A wire having a linear density of 5 g/m is stretched between two rigid supports with a tension of 450 N. It is observed that the wire resonates at a frequency of 420 Hz. The next highest frequency at which the same wire resonates is 490 Hz. Find the length of the wire. 

Let the frequency 420 Hz corresponds to p^th harmonic. The formula for p^th harmonic is given by 

${\mathrm{n}}_{\mathrm{p}}=\frac{\mathrm{p}}{2\mathrm{l}}\sqrt{\left(\frac{\mathrm{T}}{\mathrm{\mu }}\right)}$

Hence, $420=\frac{\mathrm{p}}{2\mathrm{l}}\sqrt{\left(\frac{\mathrm{T}}{\mathrm{\mu }}\right)}$          …(i)

For the next higher frequency p is (p + 1), hence 

$490=\frac{\mathrm{p}+1}{2\mathrm{l}}\sqrt{\left(\frac{\mathrm{T}}{\mathrm{\mu }}\right)}$                 …(ii)

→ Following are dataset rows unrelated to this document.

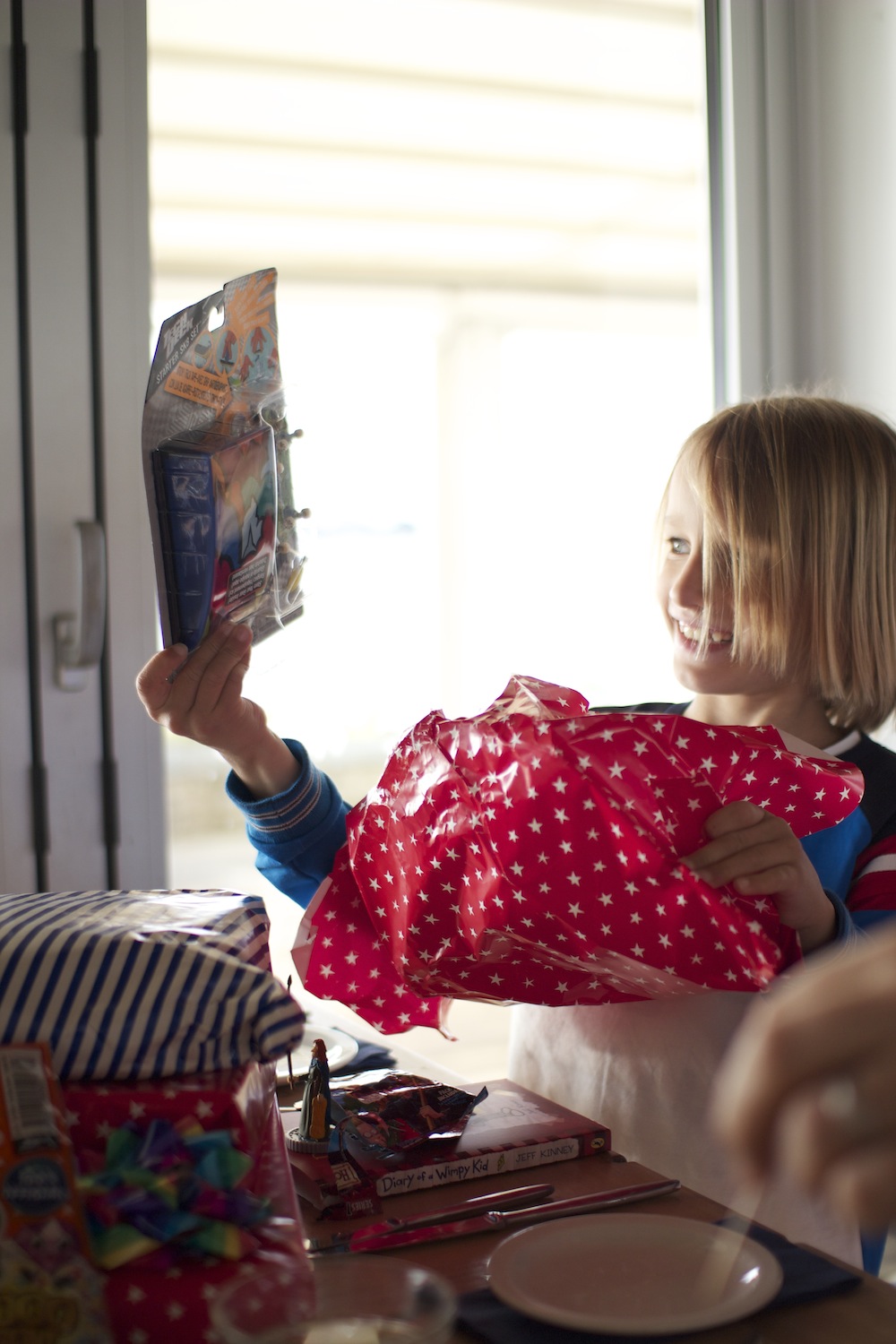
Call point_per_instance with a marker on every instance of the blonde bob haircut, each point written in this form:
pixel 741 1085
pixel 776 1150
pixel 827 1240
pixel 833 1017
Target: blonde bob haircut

From Eqs. (i) and (ii), we have $\frac{490}{420}=\frac{\mathrm{p}+1}{\mathrm{p}}$

Solving we get, p = 6

Substituting the value p in Eq. (i), we get 

$420=\frac{6}{2\mathrm{l}}{\left(\frac{450}{5\times {10}^{-3}}\right)}^{1/2}\Rightarrow \mathrm{l}=2.14\mathrm{m}$